Spreadsheets make no difference between a column header and a column value.

------
callum85
I've wanted something like this for years. So many times I've tried to use a
Google spreadsheet to store data, because I needed the web-based UI and mobile
access... but it never works out well, because it's just not a relational
database. Airtable seems to get it right.
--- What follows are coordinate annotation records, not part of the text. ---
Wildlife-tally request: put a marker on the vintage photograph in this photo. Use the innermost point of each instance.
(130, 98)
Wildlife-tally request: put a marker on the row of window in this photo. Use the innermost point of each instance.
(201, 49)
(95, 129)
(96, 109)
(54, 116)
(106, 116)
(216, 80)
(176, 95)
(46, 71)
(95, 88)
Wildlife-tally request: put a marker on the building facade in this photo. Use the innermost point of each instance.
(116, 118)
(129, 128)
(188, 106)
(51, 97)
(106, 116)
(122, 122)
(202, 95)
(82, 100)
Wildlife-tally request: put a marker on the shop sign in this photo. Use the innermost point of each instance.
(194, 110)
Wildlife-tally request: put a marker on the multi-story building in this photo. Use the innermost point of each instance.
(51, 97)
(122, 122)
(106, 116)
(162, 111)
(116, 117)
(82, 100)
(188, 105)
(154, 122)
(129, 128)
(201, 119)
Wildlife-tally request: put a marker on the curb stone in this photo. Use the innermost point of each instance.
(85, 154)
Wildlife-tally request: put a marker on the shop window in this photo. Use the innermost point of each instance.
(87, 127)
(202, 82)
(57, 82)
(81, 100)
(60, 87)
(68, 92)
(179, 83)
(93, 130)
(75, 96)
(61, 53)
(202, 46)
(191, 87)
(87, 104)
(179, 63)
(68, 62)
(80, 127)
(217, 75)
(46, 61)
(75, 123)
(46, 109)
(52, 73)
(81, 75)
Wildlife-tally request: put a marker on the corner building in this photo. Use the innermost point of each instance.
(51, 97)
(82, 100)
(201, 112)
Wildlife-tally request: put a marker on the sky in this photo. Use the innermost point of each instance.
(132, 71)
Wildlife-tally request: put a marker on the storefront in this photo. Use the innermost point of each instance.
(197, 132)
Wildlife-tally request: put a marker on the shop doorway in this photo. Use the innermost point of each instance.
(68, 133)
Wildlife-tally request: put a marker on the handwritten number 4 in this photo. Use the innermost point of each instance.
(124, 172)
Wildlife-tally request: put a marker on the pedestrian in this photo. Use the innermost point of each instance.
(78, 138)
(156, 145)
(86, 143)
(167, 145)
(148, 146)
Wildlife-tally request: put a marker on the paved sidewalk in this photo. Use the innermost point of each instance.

Also, the API docs being automatically customised per-table is awesome.

------
lifeisstillgood
Kind of ... I think that instant tabulR data of the sort you find in an HDF5
hooked up to distributed backend so my changes and yours are merged managed or
thrown seems the likely "future" solution. If that's anything like aorta me
please shout details

------
noir-york
Can/will airtable support pivot tables?

I love Excel - I wonder how it was possible to analyse a business before it
came along - and the primary reason is pivot tables. Pivot tables are an
awesome tool.

It should be possible to replicate pivot table functionality using SQL
semantics.

------
bliti
When this says generation, what time frame are they referring to? I've been
reading about this sort of thing for the last twenty years. Hasn't happened.
What has happened is people asking for more spreadsheet integrations.

------
kyllo
What drives me crazy is spreadsheets as a reporting / BI tool. Just because
Excel does graphs and charts, and everyone knows how to use Excel, the result
is that everyone only knows how to make graphs and charts in Excel.

------
perfunctory
Looks like it doesn't support any kind of "group by" functionality.